Species of flowering plant

Anneslea fragrans is a species of shrubs or trees, 3–15 meters tall. It is native to Cambodia, Laos, Malaysia, Myanmar, Thailand and Vietnam, growing in forests or thickets on mountain slopes or in valleys.

Bark dark brown. Young branches grayish brown; current year branchlets reddish brown. Leaf blade ovate, elliptic, obovate-elliptic, oblong, or oblong-lanceolate; leathery to thinly leathery, pale green or glaucescent green and reddish brown glandular punctate.

Axillary flowers are pale yellow. There are up to more than 10 in a corymb. The fruit is ellipsoid 2–3.5 cm in diameter and contains long obovate seeds, with a fleshy red outer layer. Flowering occurs from October to March, with fruit appearing from July to September.

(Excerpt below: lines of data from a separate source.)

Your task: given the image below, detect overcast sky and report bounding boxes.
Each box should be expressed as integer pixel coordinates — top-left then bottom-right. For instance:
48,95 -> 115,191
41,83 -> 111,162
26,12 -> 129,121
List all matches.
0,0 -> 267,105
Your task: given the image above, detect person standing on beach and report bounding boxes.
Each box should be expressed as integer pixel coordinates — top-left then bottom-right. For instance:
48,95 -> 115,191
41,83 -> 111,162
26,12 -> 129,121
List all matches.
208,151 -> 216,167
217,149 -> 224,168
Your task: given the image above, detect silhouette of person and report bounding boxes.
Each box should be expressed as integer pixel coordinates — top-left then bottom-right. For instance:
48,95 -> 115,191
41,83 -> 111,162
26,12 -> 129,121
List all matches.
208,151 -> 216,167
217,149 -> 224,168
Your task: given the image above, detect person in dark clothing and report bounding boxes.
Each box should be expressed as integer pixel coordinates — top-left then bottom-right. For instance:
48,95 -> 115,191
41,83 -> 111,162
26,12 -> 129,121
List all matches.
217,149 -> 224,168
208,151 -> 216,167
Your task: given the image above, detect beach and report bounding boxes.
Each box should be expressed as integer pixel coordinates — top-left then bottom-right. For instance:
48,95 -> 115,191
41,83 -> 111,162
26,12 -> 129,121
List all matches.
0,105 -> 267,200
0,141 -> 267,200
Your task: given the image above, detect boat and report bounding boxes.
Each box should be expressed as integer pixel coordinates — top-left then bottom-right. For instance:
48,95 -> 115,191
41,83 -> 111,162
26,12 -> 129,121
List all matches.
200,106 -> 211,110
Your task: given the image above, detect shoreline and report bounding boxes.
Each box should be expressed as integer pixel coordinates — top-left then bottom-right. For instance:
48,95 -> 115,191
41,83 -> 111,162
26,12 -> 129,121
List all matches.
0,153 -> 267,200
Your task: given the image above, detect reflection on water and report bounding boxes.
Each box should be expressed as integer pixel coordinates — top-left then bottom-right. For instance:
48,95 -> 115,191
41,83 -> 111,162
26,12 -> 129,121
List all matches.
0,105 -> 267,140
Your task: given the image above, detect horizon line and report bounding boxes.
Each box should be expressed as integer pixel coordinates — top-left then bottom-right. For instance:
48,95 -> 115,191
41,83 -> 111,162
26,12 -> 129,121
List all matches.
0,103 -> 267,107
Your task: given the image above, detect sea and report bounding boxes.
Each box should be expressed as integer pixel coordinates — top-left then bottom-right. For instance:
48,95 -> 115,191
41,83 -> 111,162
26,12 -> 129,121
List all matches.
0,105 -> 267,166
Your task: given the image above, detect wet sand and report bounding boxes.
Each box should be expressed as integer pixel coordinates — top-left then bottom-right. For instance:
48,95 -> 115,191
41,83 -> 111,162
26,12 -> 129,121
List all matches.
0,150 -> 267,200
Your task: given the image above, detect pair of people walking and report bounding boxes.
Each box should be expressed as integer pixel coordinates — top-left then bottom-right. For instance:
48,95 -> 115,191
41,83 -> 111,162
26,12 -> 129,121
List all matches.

Synonyms include Callosmia fragrans and Mountnorrisia Fragrans.

Several varieties have been recognized primarily based on leaf differences: A. fragrans var. alpina (H. L. Li) Kobuski; A. fragrans var. hainanensis Kobuski; A. fragrans var. lanceolata Hayata; A. fragrans var. rubriflora (Hu & Hung T. Chang) L. K. Ling.